Someone just gave me sound advice. If you like him, go for it and don't wait or you'll deeply regret it. Life is too short.
iVillage Member
Registered: 03-25-2003
Thu, 10-07-2004 - 6:32pm
Sorry, dont mean to sound whiney, but the way I feel is, I think he would reject me. I wrote that I really think he likes me or gives me vibes like that, but when I think of it in terms of how he would react if I asked him over or something, I think differently, like those vibes that I got before were missinterpreted. And I picture him being very gentle, but kindly making an excuse why he couldn't do something with me. So, I do think he likes me when I only think of how he's acted, but when I think about the scenario if I actually asked him out, then I picture him differently.
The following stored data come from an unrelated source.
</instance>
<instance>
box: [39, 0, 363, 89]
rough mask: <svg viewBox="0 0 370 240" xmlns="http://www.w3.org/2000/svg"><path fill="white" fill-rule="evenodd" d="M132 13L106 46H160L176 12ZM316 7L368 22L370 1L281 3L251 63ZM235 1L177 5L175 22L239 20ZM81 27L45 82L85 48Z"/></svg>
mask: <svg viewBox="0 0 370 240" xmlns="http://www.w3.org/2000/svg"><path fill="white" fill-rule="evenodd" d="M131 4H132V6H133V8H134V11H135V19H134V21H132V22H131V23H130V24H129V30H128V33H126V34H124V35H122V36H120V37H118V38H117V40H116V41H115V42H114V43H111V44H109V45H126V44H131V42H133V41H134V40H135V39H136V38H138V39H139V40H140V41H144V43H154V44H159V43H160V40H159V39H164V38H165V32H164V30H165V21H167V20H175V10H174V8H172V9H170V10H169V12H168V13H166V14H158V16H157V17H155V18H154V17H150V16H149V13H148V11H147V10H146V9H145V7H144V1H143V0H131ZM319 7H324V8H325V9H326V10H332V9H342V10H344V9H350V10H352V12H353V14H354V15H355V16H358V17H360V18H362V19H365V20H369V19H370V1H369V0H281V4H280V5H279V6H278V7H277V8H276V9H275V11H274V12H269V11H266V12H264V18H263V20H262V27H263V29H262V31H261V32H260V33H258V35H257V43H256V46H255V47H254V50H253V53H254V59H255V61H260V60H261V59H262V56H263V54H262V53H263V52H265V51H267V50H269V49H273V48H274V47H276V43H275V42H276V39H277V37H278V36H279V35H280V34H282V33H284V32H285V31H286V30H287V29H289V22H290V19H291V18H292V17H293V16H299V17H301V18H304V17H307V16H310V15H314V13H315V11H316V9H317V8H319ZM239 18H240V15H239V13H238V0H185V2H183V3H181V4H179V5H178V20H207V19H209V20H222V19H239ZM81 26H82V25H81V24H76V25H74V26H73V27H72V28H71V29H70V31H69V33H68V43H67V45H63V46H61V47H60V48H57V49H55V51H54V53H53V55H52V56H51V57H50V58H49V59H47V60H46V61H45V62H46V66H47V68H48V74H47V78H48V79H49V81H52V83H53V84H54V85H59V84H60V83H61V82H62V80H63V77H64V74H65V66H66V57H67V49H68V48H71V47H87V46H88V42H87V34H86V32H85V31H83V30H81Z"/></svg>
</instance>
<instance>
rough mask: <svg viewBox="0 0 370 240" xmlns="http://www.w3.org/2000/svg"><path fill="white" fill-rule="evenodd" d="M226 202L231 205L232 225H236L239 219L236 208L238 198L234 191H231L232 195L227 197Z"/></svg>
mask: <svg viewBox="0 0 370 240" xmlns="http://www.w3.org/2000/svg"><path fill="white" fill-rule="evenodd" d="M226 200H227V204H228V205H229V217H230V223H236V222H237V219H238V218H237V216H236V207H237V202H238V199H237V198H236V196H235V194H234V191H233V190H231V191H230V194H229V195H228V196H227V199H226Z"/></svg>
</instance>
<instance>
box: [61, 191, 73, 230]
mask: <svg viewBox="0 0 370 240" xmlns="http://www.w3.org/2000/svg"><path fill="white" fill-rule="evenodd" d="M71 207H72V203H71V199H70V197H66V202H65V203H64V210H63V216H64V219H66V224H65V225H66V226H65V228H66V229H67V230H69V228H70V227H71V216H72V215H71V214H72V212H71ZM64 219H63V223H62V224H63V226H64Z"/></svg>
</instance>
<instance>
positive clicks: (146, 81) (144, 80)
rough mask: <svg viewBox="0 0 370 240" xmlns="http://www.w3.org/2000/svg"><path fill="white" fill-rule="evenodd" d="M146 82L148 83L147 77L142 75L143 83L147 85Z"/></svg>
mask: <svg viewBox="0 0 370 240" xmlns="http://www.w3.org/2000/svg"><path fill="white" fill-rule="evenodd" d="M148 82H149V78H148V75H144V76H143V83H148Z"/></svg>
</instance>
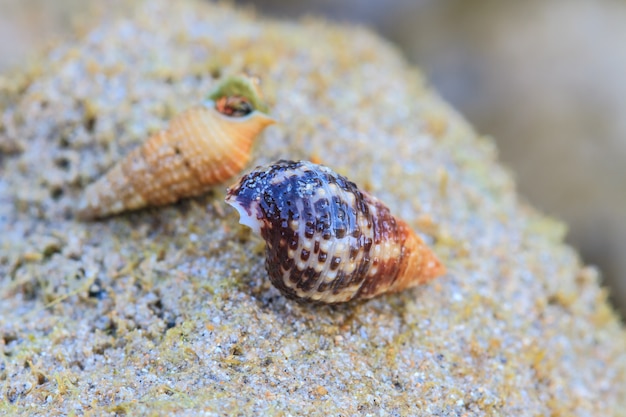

Maybe sounds neurotic, but, hey, maybe I am...
Visitor (not verified)
anonymous user
Thu, 10-07-2004 - 9:29pm
You're not sounding whiney or being neurotic. I perfectly understand how you feel. If you're uncomfortable asking him, then you're uncomfortable.

Would you should do is just continue to be friendly when you see him and expect nothing. Just continue to smile and be friendly and approachable when you see him. If he still can't get the courage to say anything more to you then maybe it's not to be. It's not the end of the world and I'm sure there will be others you're attracted to and who will be attracted to you as well and you know what? We won't be on any message boards wondering how he feels or wondering if we should make a move or not because his actions will be clear enough.

Good luck, Pene. I'm sure we'll get there one day. Don't give up even if he many not be the one.